= Procedure in conflict of laws =

In all lawsuits involving conflict of laws, questions of procedure as opposed to substance are always determined by the lex fori, i.e. the law of the state in which the case is being litigated.

==What issues are procedural?==
This is a part of the process called characterisation. Issues identified as procedural include the following:
- By initiating the action before the forum court, the plaintiff is asking for the grant of the local remedies. This will not be a problem so long as the form of the relief is broadly similar to the relief available under the lex causae, i.e. the law selected under the choice of law rules. But forum courts may refuse a remedy in two situations:
if the effect of granting the relief sought would offend against the public policy of the forum court;
if the effect of the relief would be so different from that available under the lex causae that it makes the right sought to be enforced a different right. For example, in English law, the court was asked in Phrantzes v Argenti [1960] 2 QB 19 to enforce a Greek marriage dowry agreement. Although the forum had no public policy objections and agreed that such agreements were enforceable, relief was denied because there were no local rules to calculate the amount to be paid. A different result would have been achieved if the agreement had stipulated a liquidated sum to be paid. Thus, in Shahnaz v Rizwan [1965] 1 QB 390, a deferred mahr (dowry) was enforced as part of an ante-nuptial agreement made in India in consideration of marriage at a time when ante-nuptial agreements were not generally enforceable under English law. The judge accepted the difference between maintenance and a dowry, and enforced payment as a right ex contractu rather than as a matrimonial right. Hence, a remedy was granted to enforce a right in personam, enforceable by the wife or widow against the husband or his heirs. The same result is achieved in the United States, see Aziz v. Aziz [1985] where a New York court enforced a deferred mahr of $5,000 because the terms of the contract complied with New York's General Obligations Law. The court rejected the husband's claim that it was a matrimonial action.

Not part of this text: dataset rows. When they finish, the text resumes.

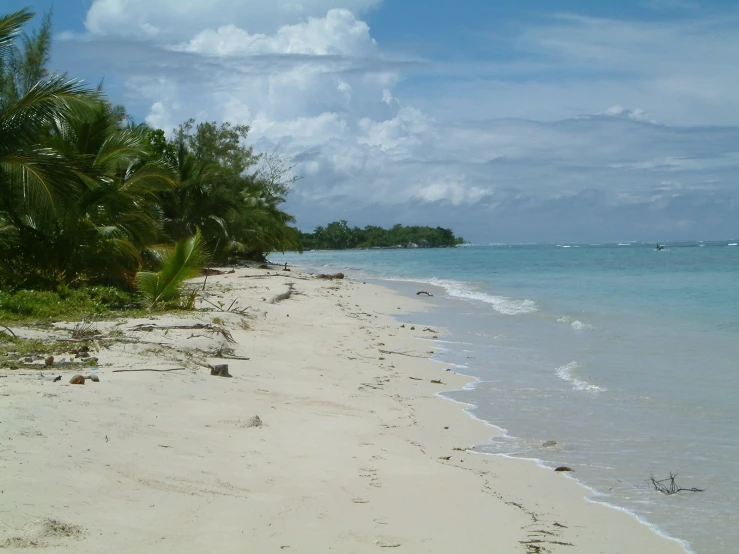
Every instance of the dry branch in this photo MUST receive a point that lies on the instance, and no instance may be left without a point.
(282, 296)
(206, 326)
(147, 369)
(668, 485)
(401, 353)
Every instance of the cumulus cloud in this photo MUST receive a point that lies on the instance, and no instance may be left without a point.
(171, 19)
(511, 154)
(338, 33)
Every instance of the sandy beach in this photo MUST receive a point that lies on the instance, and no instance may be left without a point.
(330, 438)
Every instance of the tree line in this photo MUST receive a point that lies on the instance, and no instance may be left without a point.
(89, 197)
(339, 236)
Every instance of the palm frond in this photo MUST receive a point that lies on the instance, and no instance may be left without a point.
(10, 28)
(184, 262)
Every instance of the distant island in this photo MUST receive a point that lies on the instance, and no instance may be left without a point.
(339, 236)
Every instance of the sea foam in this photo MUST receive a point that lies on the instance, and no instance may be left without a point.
(565, 373)
(501, 304)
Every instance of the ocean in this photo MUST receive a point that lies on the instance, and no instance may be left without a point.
(624, 355)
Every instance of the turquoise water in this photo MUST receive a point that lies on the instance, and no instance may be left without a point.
(626, 356)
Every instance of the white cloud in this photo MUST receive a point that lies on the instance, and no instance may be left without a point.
(172, 19)
(339, 33)
(375, 148)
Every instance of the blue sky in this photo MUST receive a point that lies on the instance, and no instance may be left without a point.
(540, 121)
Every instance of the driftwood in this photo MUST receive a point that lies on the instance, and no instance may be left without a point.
(273, 275)
(661, 485)
(233, 308)
(330, 276)
(220, 370)
(146, 369)
(282, 296)
(206, 326)
(401, 353)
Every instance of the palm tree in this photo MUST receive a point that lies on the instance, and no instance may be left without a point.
(35, 179)
(78, 198)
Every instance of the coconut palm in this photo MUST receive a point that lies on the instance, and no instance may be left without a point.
(35, 179)
(78, 200)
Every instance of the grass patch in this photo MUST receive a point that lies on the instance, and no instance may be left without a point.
(26, 306)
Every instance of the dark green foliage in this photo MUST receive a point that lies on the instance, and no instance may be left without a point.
(89, 198)
(339, 236)
(27, 305)
(182, 262)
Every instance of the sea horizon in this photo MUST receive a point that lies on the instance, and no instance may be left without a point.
(581, 346)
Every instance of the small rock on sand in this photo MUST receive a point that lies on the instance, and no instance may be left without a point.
(254, 421)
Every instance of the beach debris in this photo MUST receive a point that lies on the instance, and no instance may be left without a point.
(668, 485)
(383, 544)
(205, 326)
(254, 421)
(400, 353)
(147, 369)
(84, 330)
(283, 296)
(41, 533)
(9, 330)
(220, 370)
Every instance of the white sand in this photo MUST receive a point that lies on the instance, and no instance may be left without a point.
(348, 459)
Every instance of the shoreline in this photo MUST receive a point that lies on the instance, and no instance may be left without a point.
(355, 452)
(592, 495)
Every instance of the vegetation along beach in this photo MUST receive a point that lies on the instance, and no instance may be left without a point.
(288, 278)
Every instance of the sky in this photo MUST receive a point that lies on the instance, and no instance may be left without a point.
(543, 121)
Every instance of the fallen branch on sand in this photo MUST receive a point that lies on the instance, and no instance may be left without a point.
(233, 308)
(330, 276)
(282, 296)
(401, 353)
(206, 326)
(147, 369)
(661, 486)
(273, 275)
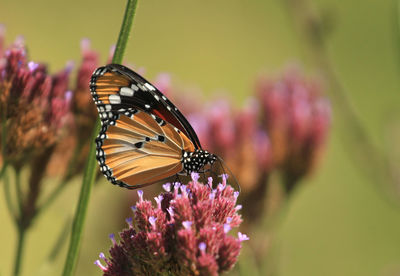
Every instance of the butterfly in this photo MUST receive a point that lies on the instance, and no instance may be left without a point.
(144, 138)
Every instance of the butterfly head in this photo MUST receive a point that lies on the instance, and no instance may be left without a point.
(196, 160)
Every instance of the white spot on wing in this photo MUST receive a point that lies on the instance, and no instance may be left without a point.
(149, 86)
(114, 99)
(126, 91)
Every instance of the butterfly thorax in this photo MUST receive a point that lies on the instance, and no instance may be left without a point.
(196, 160)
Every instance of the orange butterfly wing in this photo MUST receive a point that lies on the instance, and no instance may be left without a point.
(140, 149)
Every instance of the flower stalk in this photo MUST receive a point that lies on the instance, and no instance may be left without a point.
(90, 169)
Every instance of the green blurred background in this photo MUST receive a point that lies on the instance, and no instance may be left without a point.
(338, 222)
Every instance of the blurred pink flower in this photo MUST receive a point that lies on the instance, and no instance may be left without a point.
(297, 119)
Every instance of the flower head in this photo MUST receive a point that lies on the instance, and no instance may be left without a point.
(34, 104)
(297, 119)
(188, 235)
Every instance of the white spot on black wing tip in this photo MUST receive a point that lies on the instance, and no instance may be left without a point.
(114, 99)
(138, 145)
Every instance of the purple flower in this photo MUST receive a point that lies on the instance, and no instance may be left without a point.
(188, 235)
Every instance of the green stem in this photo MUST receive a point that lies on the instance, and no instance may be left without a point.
(19, 190)
(7, 192)
(125, 31)
(353, 131)
(19, 253)
(90, 169)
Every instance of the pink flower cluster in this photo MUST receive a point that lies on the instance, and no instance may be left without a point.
(297, 119)
(186, 233)
(34, 104)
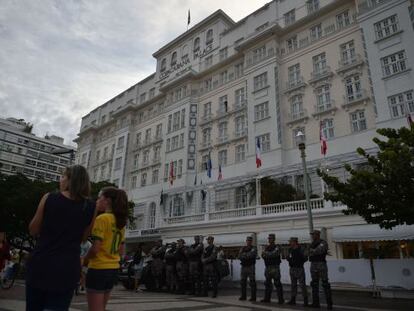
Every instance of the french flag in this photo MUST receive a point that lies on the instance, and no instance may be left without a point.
(258, 149)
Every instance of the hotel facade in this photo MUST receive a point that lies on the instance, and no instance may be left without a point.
(336, 66)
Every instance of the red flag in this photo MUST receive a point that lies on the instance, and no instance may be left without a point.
(322, 138)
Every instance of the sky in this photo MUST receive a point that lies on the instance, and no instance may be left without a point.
(61, 59)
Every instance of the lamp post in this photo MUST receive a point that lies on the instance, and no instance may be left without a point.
(300, 139)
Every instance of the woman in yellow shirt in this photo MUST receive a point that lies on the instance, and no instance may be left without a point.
(103, 258)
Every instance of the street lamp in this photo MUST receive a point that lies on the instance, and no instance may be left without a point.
(300, 139)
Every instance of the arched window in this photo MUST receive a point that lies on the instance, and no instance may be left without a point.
(163, 64)
(173, 58)
(209, 36)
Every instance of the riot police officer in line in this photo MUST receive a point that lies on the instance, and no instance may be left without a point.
(319, 269)
(272, 259)
(157, 267)
(247, 256)
(208, 260)
(170, 262)
(195, 251)
(296, 259)
(181, 266)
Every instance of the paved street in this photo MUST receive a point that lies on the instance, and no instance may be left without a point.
(227, 301)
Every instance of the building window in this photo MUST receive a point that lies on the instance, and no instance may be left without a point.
(261, 111)
(386, 27)
(316, 32)
(264, 142)
(358, 121)
(240, 153)
(343, 20)
(260, 81)
(289, 17)
(328, 128)
(222, 157)
(401, 104)
(393, 63)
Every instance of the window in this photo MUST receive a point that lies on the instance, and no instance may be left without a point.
(264, 142)
(222, 157)
(209, 36)
(260, 81)
(393, 64)
(353, 88)
(240, 153)
(316, 32)
(289, 17)
(386, 27)
(261, 111)
(328, 128)
(343, 20)
(401, 104)
(118, 163)
(143, 179)
(358, 121)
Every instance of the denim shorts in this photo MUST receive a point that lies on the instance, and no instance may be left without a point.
(101, 280)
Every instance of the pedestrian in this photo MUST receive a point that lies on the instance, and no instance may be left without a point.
(181, 266)
(62, 220)
(157, 266)
(103, 258)
(195, 251)
(319, 269)
(208, 260)
(296, 259)
(170, 272)
(247, 257)
(272, 259)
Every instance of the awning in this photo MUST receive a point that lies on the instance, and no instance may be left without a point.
(357, 233)
(283, 236)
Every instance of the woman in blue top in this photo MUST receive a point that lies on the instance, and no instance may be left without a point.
(61, 222)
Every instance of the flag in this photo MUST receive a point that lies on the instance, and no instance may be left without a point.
(258, 158)
(209, 166)
(171, 173)
(322, 138)
(220, 177)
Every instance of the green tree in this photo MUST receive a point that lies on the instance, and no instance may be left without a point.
(382, 192)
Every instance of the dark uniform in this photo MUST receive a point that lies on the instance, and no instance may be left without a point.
(208, 260)
(296, 259)
(195, 251)
(247, 256)
(181, 266)
(272, 259)
(170, 273)
(157, 266)
(319, 269)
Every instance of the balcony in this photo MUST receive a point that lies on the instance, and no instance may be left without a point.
(345, 64)
(295, 84)
(354, 99)
(320, 74)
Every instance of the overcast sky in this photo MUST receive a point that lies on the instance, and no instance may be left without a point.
(61, 59)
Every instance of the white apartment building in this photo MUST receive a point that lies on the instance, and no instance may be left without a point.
(222, 85)
(23, 152)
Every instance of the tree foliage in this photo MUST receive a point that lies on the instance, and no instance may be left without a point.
(383, 191)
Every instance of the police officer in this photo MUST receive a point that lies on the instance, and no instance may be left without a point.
(296, 259)
(195, 251)
(247, 256)
(181, 266)
(169, 259)
(319, 269)
(271, 257)
(209, 267)
(157, 267)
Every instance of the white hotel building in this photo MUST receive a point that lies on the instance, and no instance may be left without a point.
(287, 67)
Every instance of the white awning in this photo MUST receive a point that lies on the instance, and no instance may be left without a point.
(358, 233)
(283, 236)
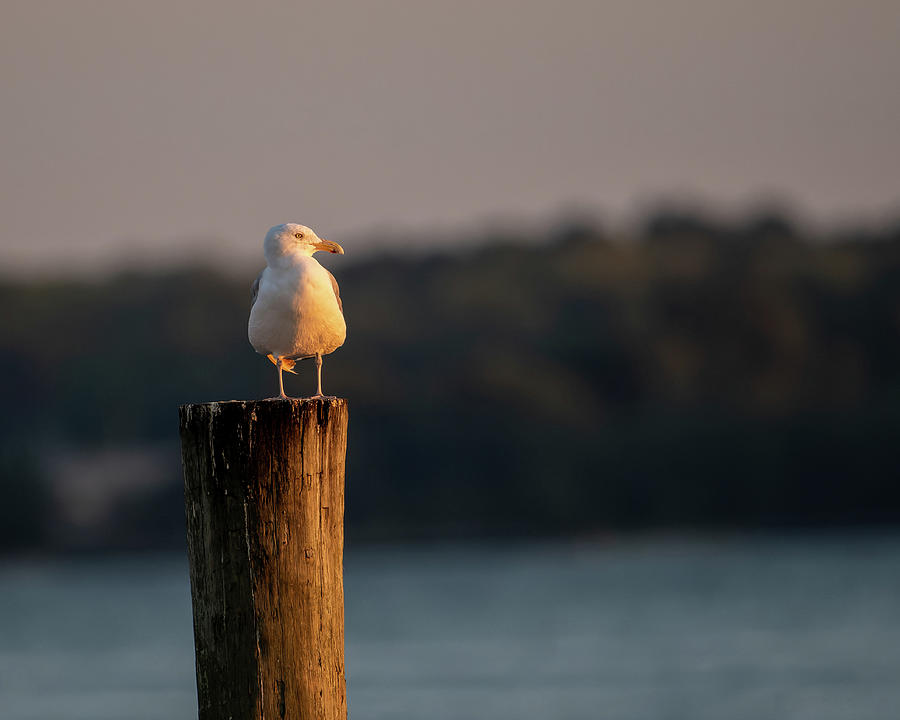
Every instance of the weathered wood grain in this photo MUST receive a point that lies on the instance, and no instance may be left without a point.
(264, 498)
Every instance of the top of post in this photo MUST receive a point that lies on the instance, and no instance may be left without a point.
(269, 403)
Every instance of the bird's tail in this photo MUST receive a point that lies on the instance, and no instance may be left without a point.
(286, 363)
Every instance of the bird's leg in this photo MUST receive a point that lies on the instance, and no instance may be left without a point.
(318, 375)
(280, 379)
(319, 394)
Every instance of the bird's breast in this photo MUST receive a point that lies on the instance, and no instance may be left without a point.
(296, 312)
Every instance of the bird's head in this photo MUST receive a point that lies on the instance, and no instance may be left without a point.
(293, 239)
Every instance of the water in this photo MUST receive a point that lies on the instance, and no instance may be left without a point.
(664, 629)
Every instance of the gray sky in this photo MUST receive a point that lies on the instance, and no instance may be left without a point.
(149, 131)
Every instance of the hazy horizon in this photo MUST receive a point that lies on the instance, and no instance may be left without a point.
(144, 134)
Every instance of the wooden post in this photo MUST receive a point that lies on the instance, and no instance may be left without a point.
(264, 497)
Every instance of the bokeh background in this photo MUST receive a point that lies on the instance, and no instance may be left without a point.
(623, 293)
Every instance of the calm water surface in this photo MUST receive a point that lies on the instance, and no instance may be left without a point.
(756, 628)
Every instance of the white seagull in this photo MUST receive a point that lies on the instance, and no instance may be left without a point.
(296, 309)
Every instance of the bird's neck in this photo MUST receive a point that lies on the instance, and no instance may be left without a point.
(288, 259)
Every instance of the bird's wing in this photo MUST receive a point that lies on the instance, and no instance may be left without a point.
(254, 289)
(337, 292)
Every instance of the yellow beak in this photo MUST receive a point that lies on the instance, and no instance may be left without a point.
(329, 246)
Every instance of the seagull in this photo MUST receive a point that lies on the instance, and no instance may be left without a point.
(295, 305)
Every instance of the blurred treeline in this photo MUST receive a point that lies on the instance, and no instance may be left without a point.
(690, 375)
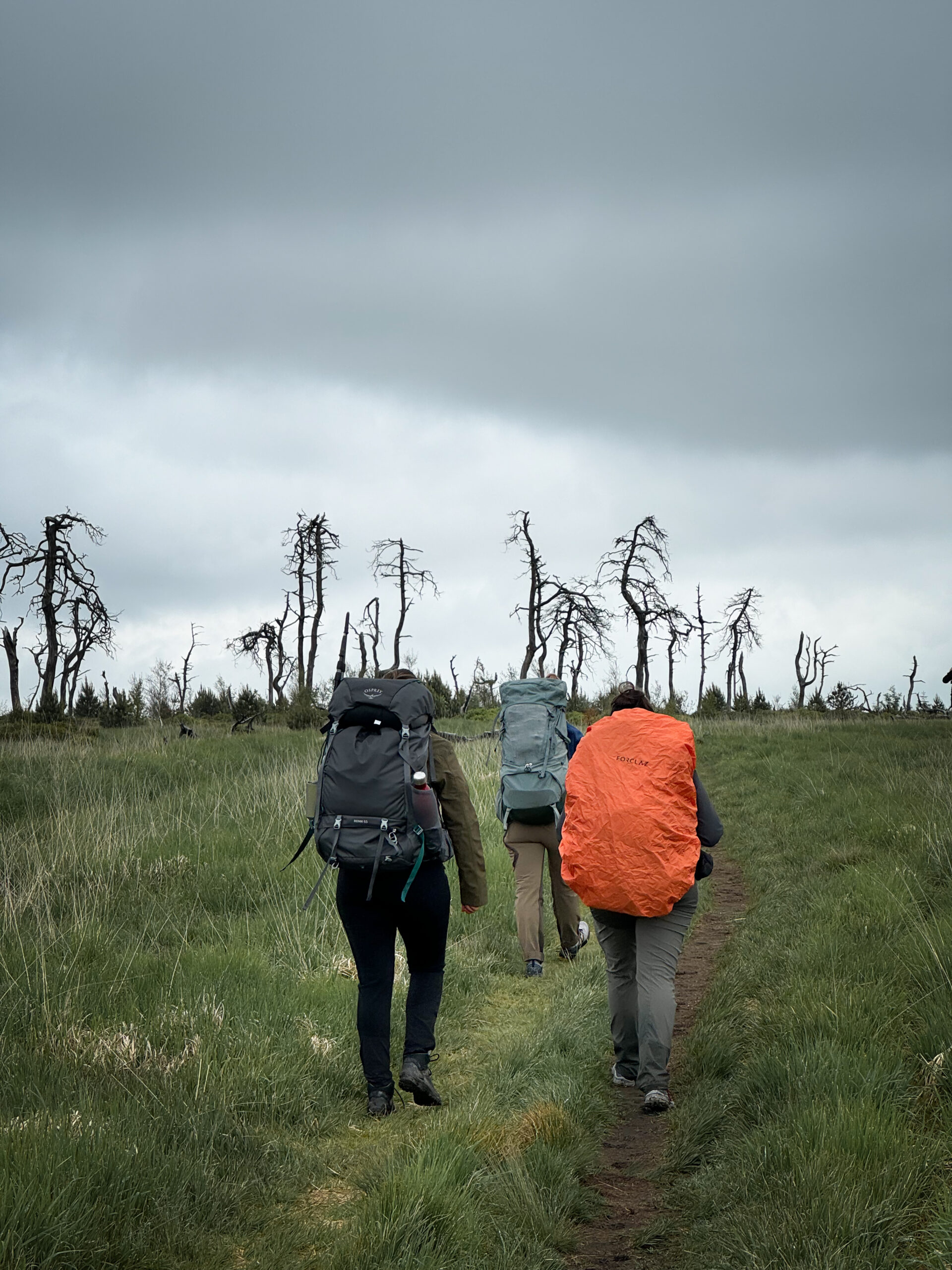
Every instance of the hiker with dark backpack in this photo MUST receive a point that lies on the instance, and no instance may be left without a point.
(636, 822)
(391, 807)
(536, 742)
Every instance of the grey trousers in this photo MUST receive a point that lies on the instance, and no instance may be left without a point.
(529, 846)
(642, 956)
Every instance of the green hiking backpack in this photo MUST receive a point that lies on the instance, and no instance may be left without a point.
(535, 751)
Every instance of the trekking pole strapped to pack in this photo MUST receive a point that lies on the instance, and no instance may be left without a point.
(363, 803)
(535, 751)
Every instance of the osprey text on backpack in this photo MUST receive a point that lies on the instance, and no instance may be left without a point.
(535, 751)
(363, 803)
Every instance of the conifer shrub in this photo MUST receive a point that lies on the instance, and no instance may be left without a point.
(842, 699)
(714, 701)
(87, 704)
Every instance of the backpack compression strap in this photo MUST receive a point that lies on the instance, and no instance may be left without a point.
(384, 835)
(330, 864)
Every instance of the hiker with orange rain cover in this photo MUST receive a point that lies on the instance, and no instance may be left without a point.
(636, 818)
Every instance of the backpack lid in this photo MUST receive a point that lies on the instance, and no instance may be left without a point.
(409, 700)
(543, 693)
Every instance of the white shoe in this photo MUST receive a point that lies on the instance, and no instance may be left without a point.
(656, 1101)
(570, 954)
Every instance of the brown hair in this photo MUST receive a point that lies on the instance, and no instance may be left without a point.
(631, 699)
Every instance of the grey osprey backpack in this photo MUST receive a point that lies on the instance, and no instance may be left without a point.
(363, 815)
(535, 751)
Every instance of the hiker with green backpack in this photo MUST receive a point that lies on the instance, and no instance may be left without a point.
(536, 742)
(391, 807)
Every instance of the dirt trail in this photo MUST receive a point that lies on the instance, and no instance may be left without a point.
(635, 1144)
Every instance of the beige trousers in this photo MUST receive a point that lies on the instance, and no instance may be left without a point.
(529, 845)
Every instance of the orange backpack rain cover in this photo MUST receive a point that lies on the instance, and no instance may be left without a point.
(630, 840)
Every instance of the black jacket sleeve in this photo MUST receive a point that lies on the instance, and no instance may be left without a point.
(710, 829)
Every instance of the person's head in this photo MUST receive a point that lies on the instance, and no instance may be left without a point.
(631, 699)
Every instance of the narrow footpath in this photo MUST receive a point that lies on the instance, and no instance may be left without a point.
(635, 1146)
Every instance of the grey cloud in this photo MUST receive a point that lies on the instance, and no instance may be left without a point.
(728, 224)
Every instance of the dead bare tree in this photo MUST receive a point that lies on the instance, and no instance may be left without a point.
(522, 538)
(824, 657)
(704, 636)
(480, 680)
(371, 622)
(13, 665)
(264, 644)
(395, 561)
(89, 627)
(636, 564)
(913, 681)
(180, 680)
(679, 632)
(65, 583)
(581, 623)
(310, 561)
(739, 633)
(808, 672)
(13, 548)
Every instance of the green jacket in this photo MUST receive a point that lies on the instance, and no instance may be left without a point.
(461, 822)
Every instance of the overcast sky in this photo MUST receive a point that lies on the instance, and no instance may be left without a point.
(422, 264)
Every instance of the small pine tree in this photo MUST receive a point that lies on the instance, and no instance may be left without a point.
(137, 699)
(892, 701)
(116, 713)
(842, 699)
(714, 701)
(205, 704)
(302, 710)
(246, 702)
(441, 694)
(87, 702)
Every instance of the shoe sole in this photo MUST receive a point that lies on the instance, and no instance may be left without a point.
(658, 1110)
(422, 1095)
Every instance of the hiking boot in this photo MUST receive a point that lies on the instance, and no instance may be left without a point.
(418, 1080)
(617, 1079)
(570, 954)
(656, 1101)
(380, 1104)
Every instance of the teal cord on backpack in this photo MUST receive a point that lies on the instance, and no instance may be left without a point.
(535, 751)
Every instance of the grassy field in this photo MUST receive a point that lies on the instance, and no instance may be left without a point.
(818, 1130)
(179, 1074)
(179, 1080)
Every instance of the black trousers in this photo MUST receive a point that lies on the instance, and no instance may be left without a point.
(371, 929)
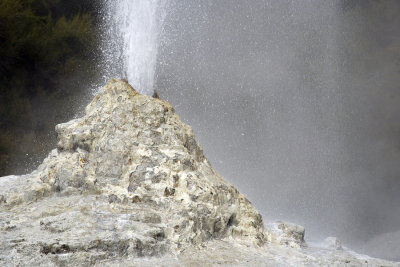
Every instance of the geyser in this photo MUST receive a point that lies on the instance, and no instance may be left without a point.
(294, 102)
(136, 25)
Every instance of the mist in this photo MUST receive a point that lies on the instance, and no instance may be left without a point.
(296, 104)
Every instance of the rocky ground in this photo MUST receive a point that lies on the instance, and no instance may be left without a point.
(129, 185)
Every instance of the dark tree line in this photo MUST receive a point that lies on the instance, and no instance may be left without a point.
(43, 44)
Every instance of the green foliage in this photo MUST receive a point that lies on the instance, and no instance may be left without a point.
(42, 42)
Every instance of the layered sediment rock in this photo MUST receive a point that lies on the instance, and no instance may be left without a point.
(129, 181)
(128, 178)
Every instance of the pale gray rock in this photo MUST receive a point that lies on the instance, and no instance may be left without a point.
(128, 185)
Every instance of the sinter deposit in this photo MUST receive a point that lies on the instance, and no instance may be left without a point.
(129, 185)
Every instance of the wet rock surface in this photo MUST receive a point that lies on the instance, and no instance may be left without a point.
(129, 185)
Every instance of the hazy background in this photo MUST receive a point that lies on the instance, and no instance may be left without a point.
(297, 103)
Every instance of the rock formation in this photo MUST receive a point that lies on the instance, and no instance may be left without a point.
(129, 181)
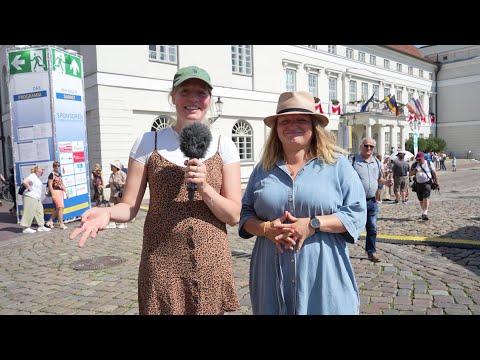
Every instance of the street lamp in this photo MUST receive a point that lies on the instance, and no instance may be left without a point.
(218, 110)
(348, 131)
(415, 125)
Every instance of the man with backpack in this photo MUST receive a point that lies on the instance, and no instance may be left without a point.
(371, 175)
(400, 177)
(426, 179)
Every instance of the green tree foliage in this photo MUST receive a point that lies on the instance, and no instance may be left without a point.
(435, 144)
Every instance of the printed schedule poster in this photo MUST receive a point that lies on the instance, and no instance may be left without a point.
(29, 91)
(48, 120)
(70, 127)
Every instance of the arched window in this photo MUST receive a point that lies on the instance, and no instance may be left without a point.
(242, 136)
(162, 122)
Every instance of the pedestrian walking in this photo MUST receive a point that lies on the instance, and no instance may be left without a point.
(371, 175)
(32, 202)
(426, 179)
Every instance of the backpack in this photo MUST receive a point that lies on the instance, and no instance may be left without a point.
(378, 164)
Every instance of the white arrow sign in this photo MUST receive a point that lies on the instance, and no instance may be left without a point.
(16, 62)
(74, 67)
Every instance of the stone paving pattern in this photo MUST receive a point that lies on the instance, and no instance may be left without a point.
(36, 275)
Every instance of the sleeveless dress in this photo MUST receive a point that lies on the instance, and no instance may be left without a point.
(186, 265)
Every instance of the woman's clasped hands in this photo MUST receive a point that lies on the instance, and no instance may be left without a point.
(288, 231)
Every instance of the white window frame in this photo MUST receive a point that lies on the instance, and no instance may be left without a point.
(242, 136)
(162, 122)
(364, 88)
(241, 59)
(332, 88)
(352, 90)
(313, 83)
(163, 53)
(290, 79)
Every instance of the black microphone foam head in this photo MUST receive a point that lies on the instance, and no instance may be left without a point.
(195, 140)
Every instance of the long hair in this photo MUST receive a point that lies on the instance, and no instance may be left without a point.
(322, 146)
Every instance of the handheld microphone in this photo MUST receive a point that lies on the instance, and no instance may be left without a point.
(194, 142)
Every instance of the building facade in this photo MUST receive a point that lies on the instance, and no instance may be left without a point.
(126, 92)
(458, 84)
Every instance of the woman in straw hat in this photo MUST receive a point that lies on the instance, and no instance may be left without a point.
(304, 202)
(186, 265)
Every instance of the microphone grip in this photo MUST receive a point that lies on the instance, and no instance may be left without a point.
(191, 187)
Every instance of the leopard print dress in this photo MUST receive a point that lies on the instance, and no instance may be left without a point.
(186, 265)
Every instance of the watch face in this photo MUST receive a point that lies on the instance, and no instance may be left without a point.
(315, 223)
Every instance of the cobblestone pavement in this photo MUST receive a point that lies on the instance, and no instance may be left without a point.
(36, 276)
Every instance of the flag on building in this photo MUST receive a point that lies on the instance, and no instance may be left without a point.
(318, 105)
(392, 104)
(335, 109)
(419, 108)
(364, 106)
(412, 108)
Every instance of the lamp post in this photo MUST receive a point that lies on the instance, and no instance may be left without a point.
(348, 131)
(218, 110)
(415, 125)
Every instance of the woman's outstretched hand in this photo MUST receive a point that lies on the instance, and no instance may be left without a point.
(93, 220)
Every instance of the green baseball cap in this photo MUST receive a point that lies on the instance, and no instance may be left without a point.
(191, 72)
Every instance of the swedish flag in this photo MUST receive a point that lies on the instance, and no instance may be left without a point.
(391, 103)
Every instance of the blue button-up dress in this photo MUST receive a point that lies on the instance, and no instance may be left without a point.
(319, 279)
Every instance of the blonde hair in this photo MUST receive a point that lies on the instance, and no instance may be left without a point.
(322, 146)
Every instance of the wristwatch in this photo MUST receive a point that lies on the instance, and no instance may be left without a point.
(315, 223)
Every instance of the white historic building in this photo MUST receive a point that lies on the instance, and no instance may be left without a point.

- The local law determines who can sue and be sued as parties to the action. The case law on this question is not very consistent. For example, the English court held in Banque Internationale de Commerce de Petrograd v Goukassow [1923] 2 KB 682 that a dead person cannot be a party to an action even though this was possible under the lex causae. However, if a foreign entity has legal personality under the law where it was established, it can be a party to English proceedings. Thus, in Bumper Development Corp. v Commissioner of Police for the Metropolis [1991] 1 WLR 1362 an Indian temple that was "little more than a pile of stones" could be a party.
- All questions of evidence to determine the admissibility and probative value of evidence and whether a witness is competent, are dealt with under the lex fori, except that presumptions, both rebuttable and irrebuttable, are usually rules of substance. In some cases, the application of the lex fori makes sense—after all, if the forum rules require legal documents to be printed in a twelve-point font, and the choice of law state requires the same documents to be printed in a fourteen-point font, it makes little sense to require the court to determine which font size should be used in a choice of law dispute. However, many contentious cases have centred on findings that issues such as the burdens of proof, the admissibility of evidence, and statutes of limitations are procedural rather than substantive, because these rules can change the outcome of a case.
- In the Law of Contract Article 10(c) EC Convention on the Law Applicable to Contractual Obligations (Rome 1980) provides that the assessment of damages is a matter for the lex causae. In other cases, the cause of action will give rise to issues that are both procedural and substantive. For example, in tort questions of remoteness and causation will be determined by the lex causae whereas the quantification of damages will be determined by the lex fori.
- The status of statutes of limitations is usually regarded as having public policy implications, particularly where foreign periods are either very long or very short. In extreme cases, the lex fori will be applied to protect the interests of vulnerable parties, e.g. the English court held in Jones v Trollope Colls Cementation, The Times, January 26, 1990, that a foreign limitation period of twelve months would be ignored because the plaintiff had spent a significant proportion of this time in hospital and had been led to believe her claim would be met. In the U.S., statutes of limitations would normally be considered procedural, but most states have enacted so-called borrowing statutes, which "borrow" the statute of limitations for the cause of action from the state in which the cause of action arose.
- The lex fori determines whether a foreign judgment can be recognised and, if so, how it will be enforced, e.g. what property belonging to the defendant may be taken to satisfy the judgment (see enforcement of foreign judgments). But in the Law of Contract, this is subject to Article 10 of the Rome Convention 1980 which provides that the applicable law governs the consequences of breach, including the quantification of damages.